In this paper, we propose two novel decision forest building methods, i.e., the Maximal Information Coefficient Forest (MICF) and the Pearson’s Correlation Coefficient Forest (PCCF). We aim to achieve a higher classification accuracy, than other famous variants of the decision forest algorithms, including Bagging, Random Subspace, Random Forest and Random Features Weights.

The rest of the present paper is organised as follows: Sect. 2 describes the related work. Our novel approach and the new algorithm are denoted in Sect. 3. Experimental results are drawn in Sect. 4 with a conclusion in Sect. 5.

2 Related Work

Many forest building methods have been proposed to produce more accurate and diversified trees by distinguishing the training dataset in various ways. As follows, we will examine several well-known algorithms.

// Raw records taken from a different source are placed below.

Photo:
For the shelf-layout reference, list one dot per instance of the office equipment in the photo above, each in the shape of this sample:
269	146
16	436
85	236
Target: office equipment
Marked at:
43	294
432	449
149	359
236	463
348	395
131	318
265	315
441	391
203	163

Bagging: In Bagging [3], the dataset is randomly divided into a test set T and a learning set L. A new learning set \(L'\) is created randomly from the original learning set L, containing the same number of samples. Consequently, some samples in L may be selected several times and others may not be selected at all. This method of generating a new learning set is called bootstrap sampling. In bagging, bootstrap sampling is used to generate number (|T|) of bootstrap samples \(L_1,L_2,L_3,....,L_r\). Afterwards, a decision tree algorithm uses each bootstrap sample \(L_i(i=1,2,3...,|T|)\) to build (|T|) number of trees for the forest.

Random Subspace: The Random Subspace method [14] is also called attribute bagging and feature bagging. It attempts to reduce the correlation between individual weak learners in an ensemble by training them on random selection of a subset \(D'\) of features from the entire attribute space D. Features in \(D'\) can be drawn at both node level and tree level. When drawn at the tree level, features in \(D'\) continue to be the same for the tree, whereas when drawn at the node level, features \(D'\) vary from one node to another in a tree. Through any known decision tree algorithms such as CART [5], the best attribute in \(D'\) is calculated and determined to be the best splitting feature for the corresponding node.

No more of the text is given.